Article originally published by The Los Angeles Times on November 1, 2016
By Angel Jennings
Plans to build a $1.2-billion residential, hotel and retail complex in South Los Angeles are one step closer to approval after city officials Tuesday rejected the arguments of community activists who said the project could lead to widespread displacement of low-income residents.
The proposed development, called the Reef Project, would transform two empty parking lots and the 12-story Reef Building on Washington Boulevard into a walkable community of skyscrapers and low- and mid-rise residential buildings just blocks from a Metro Blue Line station.
The village would include luxury condominiums as well as a hotel, grocery store, fitness center and restaurant space.
City Councilman Curren Price, who represents the area, called the project unprecedented in that it will not require any public money or subsidies.
“For too long, the area has been overlooked and disregarded,” Price said. “The proposed project will be a tremendous asset to South Los Angeles … and will set the tone for the rest of developments not only in South L.A. but in the city.”
The Planning and Land Use Commission cleared the project to move forward by denying an appeal by community group United Neighbors in Defense Against Displacement and Joe Donlin, with nonprofit Strategic Actions for a Just Economy. According to the appeal, the city had not properly weighed the economic impact of the project on one of the poorest parts of the city.
The decision to reject the appeal and approve the environmental review for the project comes as Los Angeles lawmakers face mounting criticism over soaring rents and are poised to ask voters next week to pay higher taxes to address the homelessness crisis.
During recent heated hearings at City Hall, Donlin and South L.A. residents argued that the project would accelerate gentrification. Opponents fear the project will bring in residents who have been priced out of downtown L.A., Echo Park and Silver Lake, causing rents to rise, pushing poorer people out.
UNIDAD calculated that the project could lead to the displacement of 43,000 residents of modest means.
As part of its agreement with the city, the developer promised to set aside 5% of the 1,444 housing units for low-income housing, provide $15 million for an affordable housing fund and give an additional $3 million to community organizations for job training, youth programs and violence prevention efforts.
Some residents said the concessions are not enough.

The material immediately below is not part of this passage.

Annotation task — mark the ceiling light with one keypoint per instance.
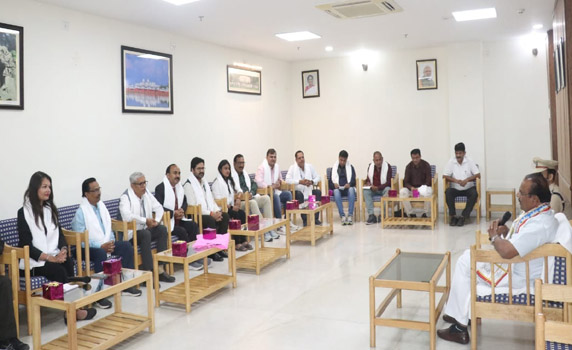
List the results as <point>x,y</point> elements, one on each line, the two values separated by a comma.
<point>180,2</point>
<point>298,36</point>
<point>472,15</point>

Lamar Banks said his grandmother was just priced out of the neighborhood, and he’s concerned it will happen to other low-income residents.
“We’re scrambling right now trying to find her a place,” he said. “She’s 65 years old and shouldn’t be working, but all she’s thinking about is how she’s going to pay the rent for the new spot. I’m looking at all these families, and they are going to be going through the same thing we are going through.”
Supporters said the project would bring jobs, services and much-needed investment to an area that has long been ignored by developers.
Mark Escobar, 32, owns a tax-preparation business next to the proposed project. While he said he does not look forward to the construction, he’s still excited.
“My family’s business is going to be directly affected by this,” he said at Tuesday’s meeting. “I’m still standing here saying bring it on. We need more projects like this in our community.”
The project still needs to be approved by the City Council before it can be built.